Music of Technology: Milton Babbitt and the RCA Mark II

Back in my high school years, when rave went mainstream, I asked a friend, who was a standout cellist, what he thought of electronic music. He said, “Do you mean the stuff composers were doing in the late fifties and early sixties? It was kind of a fad.” I nodded to disguise the fact that my classical knowledge amounted to the soundtrack of the film Amadeus; however, this factoid was archived in my brain when I took the leap from avant-garde rockers to modernist composers and heard Milton Babbitt’s synthesizer opera Philomel (1964).

Babbitt was as academic of a composer as one can get: mathematician, Princeton professor and 12-tone serialism chauvinist, he is nevertheless most known for the punk rock sounding essay “Who Cares if You Listen?” which caused a lot of angry letters to the editor of High Fidelity magazine in 1958. Although he later claimed that the editor changed the title from “The Composer as a Specialist” his stance against the popular is strident and approaches the great American taboo of elitism:

“And so, I dare suggest that the composer would do himself and his music an immediate and eventual service by total, resolute, and voluntary withdrawal from this public world to one of private performance and electronic media, with its very real possibility of complete elimination of the public and social aspects of musical composition. By so doing, the separation between the domains would be defined beyond any possibility of confusion of categories, and the composer would be free to pursue a private life of professional achievement, as opposed to a public life of unprofessional compromise and exhibitionism.”

And what electronic media did Babbitt withdraw to? A research synthesizer larger than your studio apartment. The RCA Mark II was golden age Cold War technology, implemented to demonstrate American exceptionalism and maximize efficiency, the latter of which Babbitt was most interested in. Why deal with an orchestra and conductor when you can get exactly what you want? It is rumored that Igor Stravinsky, no stranger to music controversy, suffered a stroke when witnessing Babbitt operating the paper tape binary sequencer of the RCA Mark II. Did he believe that the end of the composer was nigh, or entertain visions of complete creative control?

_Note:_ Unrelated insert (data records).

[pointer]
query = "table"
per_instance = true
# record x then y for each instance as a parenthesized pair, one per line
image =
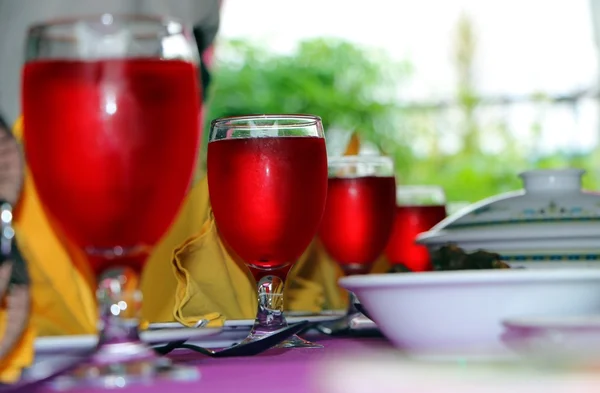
(286, 370)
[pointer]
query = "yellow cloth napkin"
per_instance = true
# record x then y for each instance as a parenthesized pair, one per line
(20, 358)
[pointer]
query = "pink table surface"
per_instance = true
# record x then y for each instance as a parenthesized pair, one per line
(290, 370)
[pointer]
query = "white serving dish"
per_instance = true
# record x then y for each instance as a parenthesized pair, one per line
(555, 338)
(460, 313)
(550, 222)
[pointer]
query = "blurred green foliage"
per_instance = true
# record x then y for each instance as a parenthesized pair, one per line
(355, 89)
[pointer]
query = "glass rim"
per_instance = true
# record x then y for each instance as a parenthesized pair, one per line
(310, 120)
(107, 19)
(360, 159)
(419, 187)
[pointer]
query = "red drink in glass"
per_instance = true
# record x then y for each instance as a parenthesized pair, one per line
(358, 220)
(111, 145)
(410, 222)
(269, 211)
(267, 180)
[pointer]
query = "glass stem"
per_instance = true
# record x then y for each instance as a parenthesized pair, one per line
(269, 317)
(119, 305)
(352, 299)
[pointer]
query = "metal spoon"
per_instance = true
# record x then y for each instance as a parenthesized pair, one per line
(246, 349)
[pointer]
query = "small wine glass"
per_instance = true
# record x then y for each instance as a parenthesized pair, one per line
(419, 208)
(111, 134)
(359, 213)
(267, 178)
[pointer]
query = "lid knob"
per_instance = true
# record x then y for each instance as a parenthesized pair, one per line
(544, 180)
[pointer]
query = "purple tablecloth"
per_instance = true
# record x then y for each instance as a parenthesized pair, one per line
(290, 371)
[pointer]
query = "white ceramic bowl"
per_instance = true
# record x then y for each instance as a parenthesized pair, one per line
(461, 312)
(550, 223)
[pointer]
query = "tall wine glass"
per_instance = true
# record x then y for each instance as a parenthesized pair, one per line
(267, 179)
(419, 209)
(111, 130)
(359, 214)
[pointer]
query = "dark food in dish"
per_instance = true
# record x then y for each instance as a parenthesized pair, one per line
(452, 257)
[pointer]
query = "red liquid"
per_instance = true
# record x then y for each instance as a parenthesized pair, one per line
(358, 220)
(410, 222)
(111, 146)
(268, 195)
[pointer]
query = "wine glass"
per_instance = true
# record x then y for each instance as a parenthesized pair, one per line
(111, 133)
(267, 179)
(359, 213)
(418, 209)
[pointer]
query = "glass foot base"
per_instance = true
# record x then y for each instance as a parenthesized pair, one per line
(122, 365)
(298, 342)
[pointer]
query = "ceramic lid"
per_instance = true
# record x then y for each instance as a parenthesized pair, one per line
(550, 207)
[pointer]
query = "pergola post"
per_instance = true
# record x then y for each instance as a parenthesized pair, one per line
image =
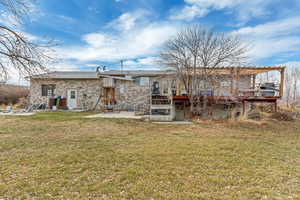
(253, 81)
(282, 73)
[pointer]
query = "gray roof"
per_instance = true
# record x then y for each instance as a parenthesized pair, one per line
(67, 75)
(137, 72)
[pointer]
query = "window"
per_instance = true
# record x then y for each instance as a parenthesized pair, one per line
(142, 81)
(48, 90)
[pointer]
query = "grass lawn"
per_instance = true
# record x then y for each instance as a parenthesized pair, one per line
(64, 156)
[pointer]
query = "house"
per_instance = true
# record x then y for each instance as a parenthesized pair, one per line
(159, 93)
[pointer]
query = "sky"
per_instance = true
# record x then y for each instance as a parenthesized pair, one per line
(91, 33)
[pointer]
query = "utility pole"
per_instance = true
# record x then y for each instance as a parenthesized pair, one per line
(122, 65)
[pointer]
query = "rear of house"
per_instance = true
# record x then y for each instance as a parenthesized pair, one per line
(157, 93)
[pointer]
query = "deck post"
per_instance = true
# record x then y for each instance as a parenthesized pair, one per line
(244, 108)
(282, 73)
(253, 81)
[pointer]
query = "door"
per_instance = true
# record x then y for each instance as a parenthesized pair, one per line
(72, 99)
(179, 112)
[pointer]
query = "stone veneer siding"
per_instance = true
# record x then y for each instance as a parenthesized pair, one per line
(131, 96)
(91, 88)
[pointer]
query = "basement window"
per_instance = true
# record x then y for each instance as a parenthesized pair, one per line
(48, 90)
(142, 81)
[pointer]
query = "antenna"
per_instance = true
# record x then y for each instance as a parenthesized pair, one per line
(122, 62)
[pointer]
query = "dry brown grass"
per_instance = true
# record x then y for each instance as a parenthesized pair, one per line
(64, 156)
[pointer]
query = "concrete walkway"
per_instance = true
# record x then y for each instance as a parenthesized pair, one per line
(175, 122)
(124, 115)
(16, 114)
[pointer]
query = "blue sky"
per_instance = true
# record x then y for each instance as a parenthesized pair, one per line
(102, 32)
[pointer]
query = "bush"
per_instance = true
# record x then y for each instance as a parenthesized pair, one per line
(282, 116)
(10, 94)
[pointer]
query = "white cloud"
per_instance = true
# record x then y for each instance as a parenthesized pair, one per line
(148, 63)
(139, 42)
(273, 38)
(129, 20)
(244, 9)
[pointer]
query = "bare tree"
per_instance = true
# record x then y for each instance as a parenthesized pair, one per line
(196, 53)
(16, 50)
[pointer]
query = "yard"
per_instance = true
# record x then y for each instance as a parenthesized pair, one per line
(64, 156)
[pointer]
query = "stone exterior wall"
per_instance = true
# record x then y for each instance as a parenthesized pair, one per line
(131, 96)
(87, 91)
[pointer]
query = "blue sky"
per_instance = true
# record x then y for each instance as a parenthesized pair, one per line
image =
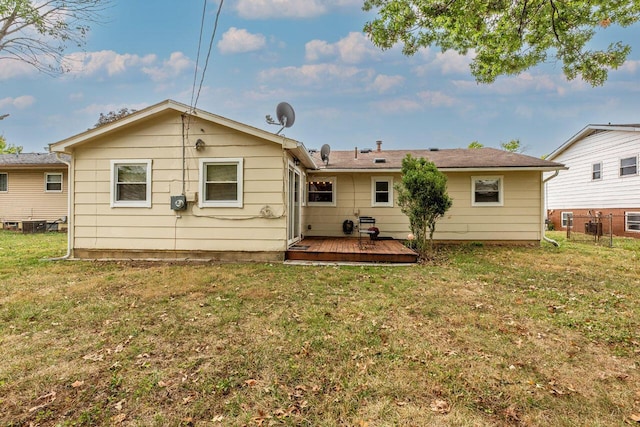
(313, 55)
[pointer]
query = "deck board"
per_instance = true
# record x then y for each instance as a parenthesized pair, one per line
(348, 250)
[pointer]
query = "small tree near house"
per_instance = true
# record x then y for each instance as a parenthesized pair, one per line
(422, 196)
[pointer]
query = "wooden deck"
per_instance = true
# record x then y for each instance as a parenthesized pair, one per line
(347, 250)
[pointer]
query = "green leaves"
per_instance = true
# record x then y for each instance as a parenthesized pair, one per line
(508, 37)
(422, 196)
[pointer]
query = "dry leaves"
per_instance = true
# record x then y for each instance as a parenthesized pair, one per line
(440, 406)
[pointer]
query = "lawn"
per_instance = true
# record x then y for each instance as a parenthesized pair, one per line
(483, 336)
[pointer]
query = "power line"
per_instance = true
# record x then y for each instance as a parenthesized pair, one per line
(195, 71)
(206, 62)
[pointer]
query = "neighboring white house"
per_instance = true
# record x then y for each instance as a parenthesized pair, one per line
(602, 178)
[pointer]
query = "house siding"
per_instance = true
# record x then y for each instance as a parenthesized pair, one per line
(574, 188)
(99, 227)
(26, 198)
(519, 219)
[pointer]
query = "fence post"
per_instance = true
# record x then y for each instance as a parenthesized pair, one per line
(610, 230)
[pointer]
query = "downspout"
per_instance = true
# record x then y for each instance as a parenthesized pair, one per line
(544, 188)
(69, 209)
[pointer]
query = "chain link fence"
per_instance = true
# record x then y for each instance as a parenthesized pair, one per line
(596, 229)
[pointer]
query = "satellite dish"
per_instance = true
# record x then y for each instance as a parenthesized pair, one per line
(285, 114)
(324, 153)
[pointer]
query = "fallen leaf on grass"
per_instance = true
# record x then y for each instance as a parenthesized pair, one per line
(94, 357)
(50, 396)
(119, 418)
(440, 406)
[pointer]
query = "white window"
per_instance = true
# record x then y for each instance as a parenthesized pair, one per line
(567, 219)
(596, 171)
(131, 183)
(321, 191)
(632, 221)
(53, 182)
(221, 183)
(629, 166)
(382, 191)
(486, 191)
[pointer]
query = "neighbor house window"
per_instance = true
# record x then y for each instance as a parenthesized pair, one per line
(131, 183)
(596, 171)
(221, 182)
(632, 221)
(4, 182)
(381, 191)
(629, 166)
(53, 182)
(321, 191)
(486, 191)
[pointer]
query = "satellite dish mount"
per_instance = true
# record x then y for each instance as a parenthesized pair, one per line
(285, 115)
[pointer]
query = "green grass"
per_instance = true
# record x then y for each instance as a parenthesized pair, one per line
(481, 336)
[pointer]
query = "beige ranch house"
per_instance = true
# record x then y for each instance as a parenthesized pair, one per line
(169, 183)
(33, 192)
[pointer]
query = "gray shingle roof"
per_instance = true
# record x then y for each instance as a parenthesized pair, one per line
(457, 158)
(31, 160)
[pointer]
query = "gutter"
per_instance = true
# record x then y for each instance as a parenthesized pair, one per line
(544, 182)
(69, 193)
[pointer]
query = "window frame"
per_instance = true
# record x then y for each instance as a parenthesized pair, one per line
(476, 178)
(238, 162)
(626, 222)
(113, 184)
(389, 181)
(334, 190)
(599, 171)
(635, 165)
(6, 182)
(46, 182)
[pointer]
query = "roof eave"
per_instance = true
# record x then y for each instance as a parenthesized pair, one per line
(67, 144)
(584, 132)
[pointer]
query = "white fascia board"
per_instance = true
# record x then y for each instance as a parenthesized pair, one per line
(584, 132)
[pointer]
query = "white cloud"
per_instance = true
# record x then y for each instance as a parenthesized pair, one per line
(240, 40)
(316, 49)
(523, 82)
(451, 62)
(315, 73)
(20, 102)
(436, 99)
(397, 106)
(630, 66)
(353, 49)
(383, 83)
(12, 68)
(171, 68)
(263, 9)
(92, 63)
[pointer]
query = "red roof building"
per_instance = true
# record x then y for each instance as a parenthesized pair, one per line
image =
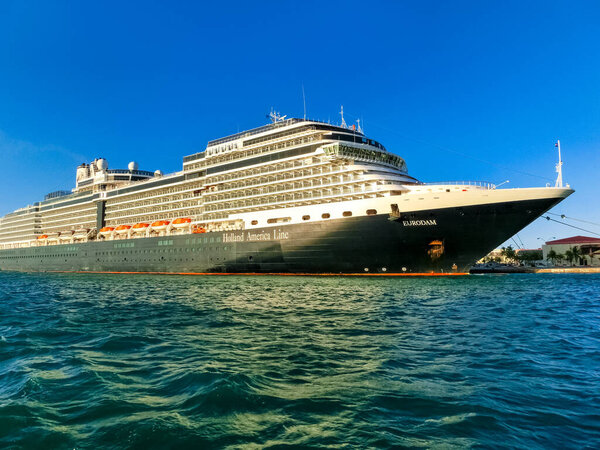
(575, 240)
(589, 249)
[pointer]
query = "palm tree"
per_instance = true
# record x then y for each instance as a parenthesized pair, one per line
(577, 255)
(509, 254)
(569, 256)
(552, 257)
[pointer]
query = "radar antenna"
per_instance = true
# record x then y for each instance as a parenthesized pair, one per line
(276, 117)
(558, 167)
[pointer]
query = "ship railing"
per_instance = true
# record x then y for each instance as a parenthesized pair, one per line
(480, 184)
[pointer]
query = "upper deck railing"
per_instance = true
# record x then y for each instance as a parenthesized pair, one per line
(481, 184)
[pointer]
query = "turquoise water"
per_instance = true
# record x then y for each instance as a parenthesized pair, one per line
(112, 361)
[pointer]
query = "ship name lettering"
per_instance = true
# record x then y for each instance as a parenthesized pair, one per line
(279, 235)
(233, 237)
(419, 223)
(259, 236)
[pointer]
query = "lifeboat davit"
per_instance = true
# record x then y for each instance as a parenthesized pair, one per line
(122, 229)
(182, 222)
(52, 237)
(65, 235)
(140, 227)
(198, 229)
(81, 233)
(160, 225)
(106, 231)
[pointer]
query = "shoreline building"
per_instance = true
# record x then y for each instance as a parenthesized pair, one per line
(589, 249)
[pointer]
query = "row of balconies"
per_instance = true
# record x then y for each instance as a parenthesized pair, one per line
(282, 199)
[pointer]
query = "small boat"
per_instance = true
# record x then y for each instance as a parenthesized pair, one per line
(196, 229)
(65, 235)
(182, 222)
(122, 229)
(160, 225)
(81, 233)
(106, 231)
(140, 227)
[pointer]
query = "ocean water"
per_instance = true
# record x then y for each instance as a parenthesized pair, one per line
(135, 361)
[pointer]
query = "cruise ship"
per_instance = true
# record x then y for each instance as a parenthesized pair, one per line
(293, 196)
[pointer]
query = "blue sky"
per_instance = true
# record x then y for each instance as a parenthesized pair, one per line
(461, 90)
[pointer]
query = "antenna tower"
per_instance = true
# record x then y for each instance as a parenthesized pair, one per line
(558, 167)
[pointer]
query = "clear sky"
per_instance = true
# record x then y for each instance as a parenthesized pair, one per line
(461, 90)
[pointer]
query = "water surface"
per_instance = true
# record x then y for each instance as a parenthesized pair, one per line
(112, 361)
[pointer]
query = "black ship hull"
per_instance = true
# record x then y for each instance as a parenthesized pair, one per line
(445, 240)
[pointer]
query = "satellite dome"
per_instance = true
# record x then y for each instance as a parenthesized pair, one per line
(102, 164)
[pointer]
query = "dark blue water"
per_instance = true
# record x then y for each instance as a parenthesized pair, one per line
(111, 361)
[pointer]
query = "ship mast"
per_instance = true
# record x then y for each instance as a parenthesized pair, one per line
(558, 167)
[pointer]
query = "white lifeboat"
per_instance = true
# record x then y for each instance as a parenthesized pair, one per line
(182, 222)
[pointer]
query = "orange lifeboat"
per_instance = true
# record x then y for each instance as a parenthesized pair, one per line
(106, 231)
(182, 222)
(198, 229)
(81, 233)
(122, 229)
(65, 235)
(160, 225)
(140, 227)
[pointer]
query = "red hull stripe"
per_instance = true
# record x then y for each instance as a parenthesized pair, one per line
(421, 274)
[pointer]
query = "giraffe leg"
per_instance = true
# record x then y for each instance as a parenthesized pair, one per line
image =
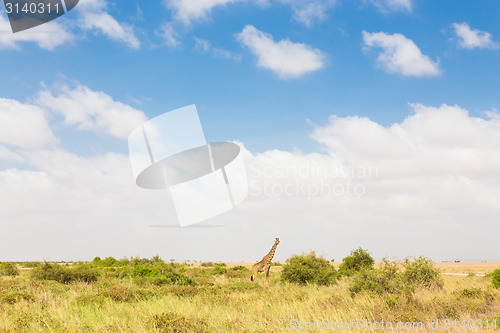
(255, 271)
(268, 268)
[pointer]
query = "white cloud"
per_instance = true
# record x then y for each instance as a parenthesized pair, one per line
(9, 156)
(94, 17)
(188, 11)
(23, 125)
(285, 58)
(400, 55)
(386, 6)
(471, 39)
(91, 110)
(170, 35)
(204, 46)
(48, 36)
(309, 11)
(432, 177)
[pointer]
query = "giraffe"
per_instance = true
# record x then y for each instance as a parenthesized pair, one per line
(265, 264)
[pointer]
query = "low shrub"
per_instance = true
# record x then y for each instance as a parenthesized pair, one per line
(48, 271)
(30, 264)
(359, 259)
(85, 272)
(207, 264)
(176, 323)
(14, 296)
(141, 270)
(219, 269)
(421, 272)
(384, 280)
(307, 268)
(8, 269)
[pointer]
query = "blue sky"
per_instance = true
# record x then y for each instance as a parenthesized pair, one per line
(345, 80)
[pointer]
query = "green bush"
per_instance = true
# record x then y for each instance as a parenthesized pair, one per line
(172, 322)
(207, 264)
(358, 260)
(30, 264)
(48, 271)
(8, 269)
(496, 278)
(307, 268)
(179, 279)
(384, 280)
(144, 271)
(85, 272)
(421, 272)
(219, 269)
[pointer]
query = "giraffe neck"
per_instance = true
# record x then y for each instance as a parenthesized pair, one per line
(270, 255)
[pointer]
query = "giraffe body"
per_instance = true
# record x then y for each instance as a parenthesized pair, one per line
(265, 264)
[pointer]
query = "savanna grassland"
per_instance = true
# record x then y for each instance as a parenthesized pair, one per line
(150, 295)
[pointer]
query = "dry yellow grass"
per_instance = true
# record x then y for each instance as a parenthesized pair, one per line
(234, 304)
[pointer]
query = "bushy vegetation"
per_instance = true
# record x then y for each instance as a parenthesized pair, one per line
(138, 294)
(308, 268)
(421, 272)
(359, 259)
(8, 269)
(495, 280)
(219, 269)
(390, 279)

Fifty-three years later, Babbitt’s Philomel is an epoch of classical music when electro-curiosity ruled the academy. The incredible soprano Bethany Beardslee thrusts her voice between the pulses of the RCA Mark II to tell Ovid’s myth of violence and metamorphosis. Bleeps and bloops stand in for rousing crescendos. Mathematical sequences upstage the drama. But for all the rigor that early electronic music exudes, it doesn’t seem out of place in the current music landscape. An uncompromising artist can be popular and voluntary withdrawal from the public hasn’t stopped many “outsider” musicians from getting heard. Even more important, the offspring of technology like the RCA Mark II has allowed the public to be the composer. It’s highly conceivable that a modern day Bethany Beardslee could lay down a version of Philomel with a Casio SK-1 and Garageband in her bedroom, which is something I would care to listen to.